Dr. Lawson gets what she needs with a combination of gentle coaxing and sheer force of will, Mr. Herbert suggests.
"She is very hard to say no to," he said. "She's very persuasive, sort of like a good teacher. She'll be encouraging one time, maybe strict another. And you have to admire her for being able to do what she has from a wheelchair. It's hard for us to get down about our diabetes, with her as an example of what you can accomplish if you're determined."
Dr. Lawson makes it clear that she wasn't going to let her wheelchair be an impediment to her life and career.
On June 30, 1983, Margaret Lawson was bicycling from her home to work when she was involved in an accident on Yonge Street in Toronto, running off the road into a lamppost.
"Though I had a spinal-cord injury, I was lucky that, even though I wasn't wearing a helmet, I didn't suffer a severe brain injury," she said.
Doctors advised her that she would have to spend as much as half a year in rehabilitation. They told her she had better plan on returning to school for the winter semester.
"Early on I decided that this accident wasn't going to change my life ... that I wasn't going to let it do that," Dr. Lawson said. "I did the rehab in three weeks. I was back at school in September."
People frequently ask Dr. Lawson why she didn't venture into research on spinal-cord injuries; she has a ready answer. "It wasn't just that I didn't want the injury defining me," she said. "I was already moving on. I didn't even really get to know the names of everybody in rehabilitation. I just wasn't there long enough. And really my interests and abilities brought me into the field of pediatric diabetes."
Many imagine that the researcher's life is one of long, lonely hours in a lab with only bunsen burners and beakers for company, and that progress is only realized in a moment when the contents of a test tube turn a different colour or when something unique appears on a slide under a microscope.
"A lot of researchers have to find a way to take their work from benchside to bedside, but that's not the case with Margaret," said Dr. Alex MacKenzie, director of CHEO's research institute. "Her research might be low tech, but it's high impact. Some researchers view publication as the ends, the measure of success. Margaret has an extensive list of published research, but she also reaches outside and makes a clinical impact."

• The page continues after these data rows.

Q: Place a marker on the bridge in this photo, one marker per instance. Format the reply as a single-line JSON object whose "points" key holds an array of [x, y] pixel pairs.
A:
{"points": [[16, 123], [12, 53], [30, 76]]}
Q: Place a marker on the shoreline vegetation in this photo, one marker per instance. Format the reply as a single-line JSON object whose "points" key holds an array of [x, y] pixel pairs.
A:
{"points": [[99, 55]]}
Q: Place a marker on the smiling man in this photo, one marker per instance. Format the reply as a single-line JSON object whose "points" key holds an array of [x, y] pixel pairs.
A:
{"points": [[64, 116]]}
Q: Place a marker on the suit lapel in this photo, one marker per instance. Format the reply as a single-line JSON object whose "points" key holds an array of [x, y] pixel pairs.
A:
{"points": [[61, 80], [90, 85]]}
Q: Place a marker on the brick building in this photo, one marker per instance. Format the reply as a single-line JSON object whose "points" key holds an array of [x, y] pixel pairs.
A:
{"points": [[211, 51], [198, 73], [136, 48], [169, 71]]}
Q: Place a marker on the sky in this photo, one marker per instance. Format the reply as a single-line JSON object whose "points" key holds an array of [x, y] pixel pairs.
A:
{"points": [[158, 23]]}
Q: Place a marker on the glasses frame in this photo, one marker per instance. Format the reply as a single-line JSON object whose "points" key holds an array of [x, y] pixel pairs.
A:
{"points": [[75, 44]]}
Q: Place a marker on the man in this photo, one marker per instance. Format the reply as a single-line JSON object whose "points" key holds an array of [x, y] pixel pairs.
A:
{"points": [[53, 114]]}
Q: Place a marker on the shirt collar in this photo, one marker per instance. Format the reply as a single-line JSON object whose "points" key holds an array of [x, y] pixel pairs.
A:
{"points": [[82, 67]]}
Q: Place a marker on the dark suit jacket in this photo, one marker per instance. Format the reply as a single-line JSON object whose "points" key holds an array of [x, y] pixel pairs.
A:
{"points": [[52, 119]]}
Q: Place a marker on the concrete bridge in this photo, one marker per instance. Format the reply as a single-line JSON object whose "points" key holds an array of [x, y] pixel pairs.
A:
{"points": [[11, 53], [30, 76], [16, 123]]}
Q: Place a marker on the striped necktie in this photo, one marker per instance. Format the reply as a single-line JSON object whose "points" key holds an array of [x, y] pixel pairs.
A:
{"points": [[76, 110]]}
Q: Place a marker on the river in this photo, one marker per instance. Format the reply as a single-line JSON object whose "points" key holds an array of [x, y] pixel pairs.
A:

"I don't think that Margaret would do what she does if there wasn't a human component to her work," said her husband, Jonathan Barker, a lawyer. "Margaret tends to be a catalyst for bringing people together -- into a family, into a community -- and that's what I believe that she's done" at CHEO.
Dr. Lawson and her husband went to Hunan province in China to adopt a daughter, Sophie, a couple of years ago and plan to go back again in the coming months for another child.
"When you talk about nature versus nurture, I can see the influence I've had on Sophie," Dr. Lawson said. "She does everything on a dead run, racing all around. She's so much like me in that way."
Mr. Barker has his own take on his wife's willingness to give her professional life over to a pursuit demanding patience rather than quick returns, the latter seeming more in keeping with her nature.
"Margaret loves challenges," he said. "There might have been easier ways to adopt than to go to China but no inconvenience mattered to her. Never has, when it's something she wants.
"On our honeymoon we went to Venice. There might be more sets of stairs in Venice than anywhere else in the world. But whatever it takes to get something done, Margaret will do that -- fast or slow."